PeoplesBank launched its paperless mortgage application system in October 2019 after two years of refinement. When COVID-19 arrived and disrupted daily life so much, Sherbo said having a contactless system already operational made it easier to maintain activity levels.
“Our clients don’t need to meet or sign anything in person,” Sherbo explained. “The entire application process can be done online or over the phone. We were ready for it which was great.
Gunsch said Berkshire also uses an online application process. When a property appraisal is needed, only the exterior is appraised to reduce physical contact.
“Loan closings are always done in person, everyone wears masks and follows social distancing guidelines,” she added.
A serious concern at the start of the pandemic was the possibility of mortgage defaults increasing due to homeowners affected by financial and health problems. In April, Governor Charlie Baker promulgated a moratorium on consumer deportations and seizures until March 2021.

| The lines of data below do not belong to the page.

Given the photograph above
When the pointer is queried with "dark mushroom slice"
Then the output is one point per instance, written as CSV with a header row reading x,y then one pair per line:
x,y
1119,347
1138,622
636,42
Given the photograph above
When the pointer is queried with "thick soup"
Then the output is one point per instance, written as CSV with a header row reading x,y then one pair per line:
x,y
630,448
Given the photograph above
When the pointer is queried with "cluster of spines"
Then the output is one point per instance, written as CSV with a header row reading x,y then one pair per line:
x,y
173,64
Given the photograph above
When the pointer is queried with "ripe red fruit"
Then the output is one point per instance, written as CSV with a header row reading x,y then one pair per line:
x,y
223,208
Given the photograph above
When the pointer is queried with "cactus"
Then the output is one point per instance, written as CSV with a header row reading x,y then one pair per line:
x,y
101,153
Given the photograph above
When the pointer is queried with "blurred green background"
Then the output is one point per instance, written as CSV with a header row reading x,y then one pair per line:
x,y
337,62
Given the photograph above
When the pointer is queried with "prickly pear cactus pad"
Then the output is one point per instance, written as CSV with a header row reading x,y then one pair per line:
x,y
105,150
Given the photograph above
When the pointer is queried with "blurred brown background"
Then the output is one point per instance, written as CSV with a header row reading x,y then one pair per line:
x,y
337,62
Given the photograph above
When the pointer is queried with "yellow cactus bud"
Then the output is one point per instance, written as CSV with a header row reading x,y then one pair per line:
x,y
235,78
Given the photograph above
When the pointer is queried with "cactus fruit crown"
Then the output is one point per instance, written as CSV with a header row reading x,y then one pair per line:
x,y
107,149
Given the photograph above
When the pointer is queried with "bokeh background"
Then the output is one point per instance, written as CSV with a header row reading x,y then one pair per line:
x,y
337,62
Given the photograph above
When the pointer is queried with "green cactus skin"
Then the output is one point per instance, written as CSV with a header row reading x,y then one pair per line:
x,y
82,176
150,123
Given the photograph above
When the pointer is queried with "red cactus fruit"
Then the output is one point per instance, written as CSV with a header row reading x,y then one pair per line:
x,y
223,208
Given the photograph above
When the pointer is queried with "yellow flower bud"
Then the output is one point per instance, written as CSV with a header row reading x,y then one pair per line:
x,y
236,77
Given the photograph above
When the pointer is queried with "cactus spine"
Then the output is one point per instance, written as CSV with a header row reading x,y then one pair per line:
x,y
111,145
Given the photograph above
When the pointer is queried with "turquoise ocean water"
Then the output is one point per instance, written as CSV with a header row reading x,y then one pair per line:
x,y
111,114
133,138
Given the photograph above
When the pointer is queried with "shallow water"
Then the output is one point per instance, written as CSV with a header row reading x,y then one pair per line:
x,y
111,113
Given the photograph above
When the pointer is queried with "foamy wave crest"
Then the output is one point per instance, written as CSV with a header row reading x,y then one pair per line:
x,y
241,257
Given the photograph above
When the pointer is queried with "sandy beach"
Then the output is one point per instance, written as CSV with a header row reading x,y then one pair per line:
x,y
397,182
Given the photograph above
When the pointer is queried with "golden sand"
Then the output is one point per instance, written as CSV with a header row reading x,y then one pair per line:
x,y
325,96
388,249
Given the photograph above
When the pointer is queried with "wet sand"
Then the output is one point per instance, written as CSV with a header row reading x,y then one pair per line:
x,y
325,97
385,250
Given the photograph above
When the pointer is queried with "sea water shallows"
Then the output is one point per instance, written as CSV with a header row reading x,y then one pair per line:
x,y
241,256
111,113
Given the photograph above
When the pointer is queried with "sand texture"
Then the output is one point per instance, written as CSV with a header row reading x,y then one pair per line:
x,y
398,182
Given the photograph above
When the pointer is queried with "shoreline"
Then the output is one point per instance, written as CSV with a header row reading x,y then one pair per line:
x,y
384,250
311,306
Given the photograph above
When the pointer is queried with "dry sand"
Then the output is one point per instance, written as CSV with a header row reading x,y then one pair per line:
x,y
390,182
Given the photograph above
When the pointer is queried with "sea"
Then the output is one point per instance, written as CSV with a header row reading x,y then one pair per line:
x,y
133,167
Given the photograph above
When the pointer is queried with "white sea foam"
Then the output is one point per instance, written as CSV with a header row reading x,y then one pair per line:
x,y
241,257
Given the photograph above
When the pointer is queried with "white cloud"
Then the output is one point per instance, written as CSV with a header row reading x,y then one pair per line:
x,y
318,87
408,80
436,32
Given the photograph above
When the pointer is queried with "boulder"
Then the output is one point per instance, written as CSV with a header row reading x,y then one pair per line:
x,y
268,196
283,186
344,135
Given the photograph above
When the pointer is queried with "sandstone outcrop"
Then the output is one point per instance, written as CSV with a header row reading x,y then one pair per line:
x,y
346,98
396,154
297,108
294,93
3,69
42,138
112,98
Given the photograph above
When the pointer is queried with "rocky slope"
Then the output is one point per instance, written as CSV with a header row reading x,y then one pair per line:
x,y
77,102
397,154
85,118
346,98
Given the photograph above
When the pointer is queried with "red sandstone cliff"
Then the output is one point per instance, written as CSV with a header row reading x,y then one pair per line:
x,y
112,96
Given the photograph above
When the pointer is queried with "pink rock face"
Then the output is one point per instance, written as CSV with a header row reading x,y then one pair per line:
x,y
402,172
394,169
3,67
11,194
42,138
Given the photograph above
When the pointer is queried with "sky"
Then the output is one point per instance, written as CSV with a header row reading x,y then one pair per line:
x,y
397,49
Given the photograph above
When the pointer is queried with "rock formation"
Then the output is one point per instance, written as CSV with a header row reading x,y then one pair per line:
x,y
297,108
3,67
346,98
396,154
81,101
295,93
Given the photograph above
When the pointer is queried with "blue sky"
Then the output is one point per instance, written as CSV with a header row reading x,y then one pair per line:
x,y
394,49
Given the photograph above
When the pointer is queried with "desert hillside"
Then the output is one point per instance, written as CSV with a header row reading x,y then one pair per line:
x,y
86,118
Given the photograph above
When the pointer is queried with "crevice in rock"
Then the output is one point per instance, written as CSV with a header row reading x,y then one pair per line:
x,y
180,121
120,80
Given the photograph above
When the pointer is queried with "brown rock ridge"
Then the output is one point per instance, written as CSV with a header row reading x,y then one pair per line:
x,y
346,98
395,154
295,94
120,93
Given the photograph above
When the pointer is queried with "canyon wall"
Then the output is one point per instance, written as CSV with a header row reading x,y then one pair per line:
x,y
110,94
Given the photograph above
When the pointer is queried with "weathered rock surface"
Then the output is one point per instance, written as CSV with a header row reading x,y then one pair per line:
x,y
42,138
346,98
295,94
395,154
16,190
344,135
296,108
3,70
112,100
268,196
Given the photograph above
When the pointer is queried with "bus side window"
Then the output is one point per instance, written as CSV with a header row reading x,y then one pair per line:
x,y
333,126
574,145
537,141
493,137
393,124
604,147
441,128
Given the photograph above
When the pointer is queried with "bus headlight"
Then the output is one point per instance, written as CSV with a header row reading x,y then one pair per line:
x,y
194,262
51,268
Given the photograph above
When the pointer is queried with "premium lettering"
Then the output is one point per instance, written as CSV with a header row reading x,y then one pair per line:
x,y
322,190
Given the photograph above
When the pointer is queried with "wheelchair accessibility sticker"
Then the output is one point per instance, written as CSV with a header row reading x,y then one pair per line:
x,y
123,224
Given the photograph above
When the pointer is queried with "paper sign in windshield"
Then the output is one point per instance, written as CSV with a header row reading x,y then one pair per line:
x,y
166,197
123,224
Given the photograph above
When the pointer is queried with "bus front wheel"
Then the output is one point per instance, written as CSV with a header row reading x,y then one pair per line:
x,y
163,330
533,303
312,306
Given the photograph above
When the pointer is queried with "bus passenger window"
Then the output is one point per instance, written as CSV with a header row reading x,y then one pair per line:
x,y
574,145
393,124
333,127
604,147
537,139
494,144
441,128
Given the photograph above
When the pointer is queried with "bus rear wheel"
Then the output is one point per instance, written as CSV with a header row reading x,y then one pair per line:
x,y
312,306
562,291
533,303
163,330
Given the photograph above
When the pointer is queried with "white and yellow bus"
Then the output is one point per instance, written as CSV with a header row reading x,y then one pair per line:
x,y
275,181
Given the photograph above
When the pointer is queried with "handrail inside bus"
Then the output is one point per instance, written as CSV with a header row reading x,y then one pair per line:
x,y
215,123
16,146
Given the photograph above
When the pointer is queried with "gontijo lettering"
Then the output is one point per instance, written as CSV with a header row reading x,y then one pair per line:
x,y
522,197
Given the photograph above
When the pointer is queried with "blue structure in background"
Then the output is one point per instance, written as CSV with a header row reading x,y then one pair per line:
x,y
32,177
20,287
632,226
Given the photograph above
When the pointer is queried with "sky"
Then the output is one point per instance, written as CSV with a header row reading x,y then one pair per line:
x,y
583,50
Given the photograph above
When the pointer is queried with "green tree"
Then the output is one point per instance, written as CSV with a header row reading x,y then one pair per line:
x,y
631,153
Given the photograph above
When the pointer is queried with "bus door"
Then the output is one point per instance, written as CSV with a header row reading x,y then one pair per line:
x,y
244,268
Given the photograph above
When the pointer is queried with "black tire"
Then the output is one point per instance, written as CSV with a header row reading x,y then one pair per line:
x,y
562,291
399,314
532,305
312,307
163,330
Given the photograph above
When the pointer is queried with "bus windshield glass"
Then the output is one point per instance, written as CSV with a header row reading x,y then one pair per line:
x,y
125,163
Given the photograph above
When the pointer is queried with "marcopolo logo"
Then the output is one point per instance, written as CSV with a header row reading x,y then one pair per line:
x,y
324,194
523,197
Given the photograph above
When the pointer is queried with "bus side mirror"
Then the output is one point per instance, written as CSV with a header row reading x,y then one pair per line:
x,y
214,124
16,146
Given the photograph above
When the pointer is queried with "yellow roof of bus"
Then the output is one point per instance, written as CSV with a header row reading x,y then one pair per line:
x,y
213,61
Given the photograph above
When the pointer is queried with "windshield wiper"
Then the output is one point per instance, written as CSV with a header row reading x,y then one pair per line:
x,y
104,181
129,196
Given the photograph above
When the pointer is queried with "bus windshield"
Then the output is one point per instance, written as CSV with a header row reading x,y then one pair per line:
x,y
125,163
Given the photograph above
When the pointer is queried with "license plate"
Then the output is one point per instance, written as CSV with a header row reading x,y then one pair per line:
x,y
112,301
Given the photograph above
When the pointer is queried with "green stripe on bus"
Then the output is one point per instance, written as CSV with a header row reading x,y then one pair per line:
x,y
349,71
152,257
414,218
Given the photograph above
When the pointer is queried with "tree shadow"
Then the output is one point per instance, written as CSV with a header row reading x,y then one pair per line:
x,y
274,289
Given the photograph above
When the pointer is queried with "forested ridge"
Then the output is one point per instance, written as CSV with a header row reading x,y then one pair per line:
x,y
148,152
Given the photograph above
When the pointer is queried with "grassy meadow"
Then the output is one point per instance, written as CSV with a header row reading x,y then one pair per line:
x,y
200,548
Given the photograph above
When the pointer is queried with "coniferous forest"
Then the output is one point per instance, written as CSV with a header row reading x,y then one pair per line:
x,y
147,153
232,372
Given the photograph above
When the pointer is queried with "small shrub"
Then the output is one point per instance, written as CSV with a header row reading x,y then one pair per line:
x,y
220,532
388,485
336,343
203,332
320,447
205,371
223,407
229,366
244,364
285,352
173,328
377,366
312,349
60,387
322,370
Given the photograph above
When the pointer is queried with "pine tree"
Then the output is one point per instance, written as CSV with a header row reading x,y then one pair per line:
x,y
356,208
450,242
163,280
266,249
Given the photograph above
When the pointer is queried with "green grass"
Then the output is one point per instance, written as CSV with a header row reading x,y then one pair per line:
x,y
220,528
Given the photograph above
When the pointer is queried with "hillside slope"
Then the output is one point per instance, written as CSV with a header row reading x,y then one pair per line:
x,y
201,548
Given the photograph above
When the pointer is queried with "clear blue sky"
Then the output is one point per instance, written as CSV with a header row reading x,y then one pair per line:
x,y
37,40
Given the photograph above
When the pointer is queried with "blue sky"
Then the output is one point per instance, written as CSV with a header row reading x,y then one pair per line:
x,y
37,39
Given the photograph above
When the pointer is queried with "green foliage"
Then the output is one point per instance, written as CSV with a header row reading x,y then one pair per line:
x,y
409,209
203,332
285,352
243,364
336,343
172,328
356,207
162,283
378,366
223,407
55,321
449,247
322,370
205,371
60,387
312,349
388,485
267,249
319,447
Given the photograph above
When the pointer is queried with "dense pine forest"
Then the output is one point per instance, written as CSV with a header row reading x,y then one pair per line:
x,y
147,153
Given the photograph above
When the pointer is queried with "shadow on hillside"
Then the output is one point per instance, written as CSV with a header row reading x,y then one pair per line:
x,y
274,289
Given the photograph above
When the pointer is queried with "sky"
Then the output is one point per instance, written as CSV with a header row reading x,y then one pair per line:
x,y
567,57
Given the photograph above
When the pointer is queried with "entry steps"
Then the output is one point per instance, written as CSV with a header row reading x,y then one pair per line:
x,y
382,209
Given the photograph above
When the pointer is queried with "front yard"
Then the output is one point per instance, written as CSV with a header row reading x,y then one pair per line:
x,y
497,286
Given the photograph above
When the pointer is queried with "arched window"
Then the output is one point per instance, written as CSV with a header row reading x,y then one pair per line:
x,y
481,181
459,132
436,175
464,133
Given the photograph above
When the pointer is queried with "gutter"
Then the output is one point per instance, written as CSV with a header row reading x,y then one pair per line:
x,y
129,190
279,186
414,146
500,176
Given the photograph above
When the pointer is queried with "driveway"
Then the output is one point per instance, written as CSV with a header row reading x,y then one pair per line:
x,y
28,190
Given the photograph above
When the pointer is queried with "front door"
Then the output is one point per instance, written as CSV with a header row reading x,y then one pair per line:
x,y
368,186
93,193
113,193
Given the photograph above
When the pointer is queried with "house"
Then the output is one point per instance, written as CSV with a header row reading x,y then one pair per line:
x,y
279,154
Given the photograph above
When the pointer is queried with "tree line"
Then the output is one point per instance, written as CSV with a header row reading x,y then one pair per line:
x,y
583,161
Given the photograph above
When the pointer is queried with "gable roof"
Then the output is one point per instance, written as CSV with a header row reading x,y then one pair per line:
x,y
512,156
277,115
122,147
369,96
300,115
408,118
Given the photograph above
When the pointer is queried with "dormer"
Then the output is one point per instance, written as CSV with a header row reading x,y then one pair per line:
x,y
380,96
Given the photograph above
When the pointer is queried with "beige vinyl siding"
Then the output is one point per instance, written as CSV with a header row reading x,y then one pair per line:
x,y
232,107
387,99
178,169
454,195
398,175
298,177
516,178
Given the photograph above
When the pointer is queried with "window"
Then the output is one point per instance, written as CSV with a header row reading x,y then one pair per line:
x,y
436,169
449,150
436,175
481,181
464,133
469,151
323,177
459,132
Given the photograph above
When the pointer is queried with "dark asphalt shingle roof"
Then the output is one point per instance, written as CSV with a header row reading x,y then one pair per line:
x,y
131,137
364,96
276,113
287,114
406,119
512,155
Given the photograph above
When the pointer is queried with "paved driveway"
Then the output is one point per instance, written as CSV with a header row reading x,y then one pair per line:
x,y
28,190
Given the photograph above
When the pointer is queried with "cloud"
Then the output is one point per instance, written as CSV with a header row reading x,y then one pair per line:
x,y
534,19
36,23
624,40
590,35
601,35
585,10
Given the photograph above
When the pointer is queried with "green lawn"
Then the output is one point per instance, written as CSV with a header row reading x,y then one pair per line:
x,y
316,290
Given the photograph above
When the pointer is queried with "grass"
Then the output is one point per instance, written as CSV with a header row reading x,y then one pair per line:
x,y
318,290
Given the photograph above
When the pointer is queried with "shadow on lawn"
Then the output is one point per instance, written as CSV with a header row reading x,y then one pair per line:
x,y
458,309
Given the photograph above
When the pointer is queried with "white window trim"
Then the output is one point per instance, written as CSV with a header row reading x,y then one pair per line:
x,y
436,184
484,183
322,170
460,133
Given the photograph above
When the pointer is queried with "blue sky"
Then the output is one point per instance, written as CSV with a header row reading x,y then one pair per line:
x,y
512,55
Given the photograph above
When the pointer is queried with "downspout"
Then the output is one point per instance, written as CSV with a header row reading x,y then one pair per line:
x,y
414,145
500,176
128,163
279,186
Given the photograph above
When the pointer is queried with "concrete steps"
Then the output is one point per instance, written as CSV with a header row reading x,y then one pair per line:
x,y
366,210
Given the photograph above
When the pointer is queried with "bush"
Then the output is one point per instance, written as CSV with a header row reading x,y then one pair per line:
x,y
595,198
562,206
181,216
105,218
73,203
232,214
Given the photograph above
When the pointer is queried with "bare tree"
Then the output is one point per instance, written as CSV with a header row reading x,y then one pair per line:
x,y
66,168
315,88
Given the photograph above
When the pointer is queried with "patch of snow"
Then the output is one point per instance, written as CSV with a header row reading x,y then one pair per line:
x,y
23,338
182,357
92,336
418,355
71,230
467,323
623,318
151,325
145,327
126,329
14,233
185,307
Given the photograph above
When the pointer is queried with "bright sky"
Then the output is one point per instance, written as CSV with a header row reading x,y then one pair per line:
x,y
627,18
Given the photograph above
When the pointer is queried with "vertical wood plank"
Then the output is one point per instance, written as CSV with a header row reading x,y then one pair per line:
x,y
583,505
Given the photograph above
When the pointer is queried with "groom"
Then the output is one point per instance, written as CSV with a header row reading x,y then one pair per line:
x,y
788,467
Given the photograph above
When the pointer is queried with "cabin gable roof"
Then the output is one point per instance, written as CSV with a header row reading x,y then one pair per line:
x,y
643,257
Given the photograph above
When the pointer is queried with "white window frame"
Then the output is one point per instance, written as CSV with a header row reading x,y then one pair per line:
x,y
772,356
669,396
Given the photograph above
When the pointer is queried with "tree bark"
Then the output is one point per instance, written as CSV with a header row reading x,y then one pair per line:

Meanwhile, those struggling with COVID-related issues are encouraged to contact their mortgage holder to defer payments. The law makes it clear that by postponing, consumers are simply extending the term of the mortgage without damaging their credit rating.
Every mortgage professional BusinessWest spoke to said the deferral program has reduced defaults and allowed people to stay in their homes.
“We have a strong team in place to help our borrowers defer their loans and make sure they understand their options to defer payment during that time,” Gunsch said.
Smith said about 5% of Freedom mortgage holders have taken advantage of the deferral program. “We are actually seeing our defaults at very low levels, lower than they have been for years.”
Smith added that most of the postponement requests took place in April and May. With each passing month, the number of new postponements continues to decline.
“The deferral program is working as intended,” Sherbo added. “It gives people the chance to maintain their own stability and their own credit. “
When it comes to stocks, even that picture could improve soon. A recent report from the US Census Bureau and Housing and Urban Development (HUD) showed that new home construction starts increased by more than 23.4% in July 2020 compared to July 2019. The national figure reflects closely the Northeast, which saw a similar increase of 23.3. %.
Locally, Sherbo said new housing starts are relatively stable, but if interest rates continue at record highs, it will encourage more new construction in Western Mass.
Just like no one had a crystal ball in March, none of the mortgage professionals we spoke with can really say what will happen in six months or a year. That’s the nature of this pandemic – a high level of unpredictability.
For now, the housing market is booming at a time when few thought so. This is good news for banks and credit unions – and the customers they serve.
And it’s definitely one of the most intriguing stories of the year, never ending.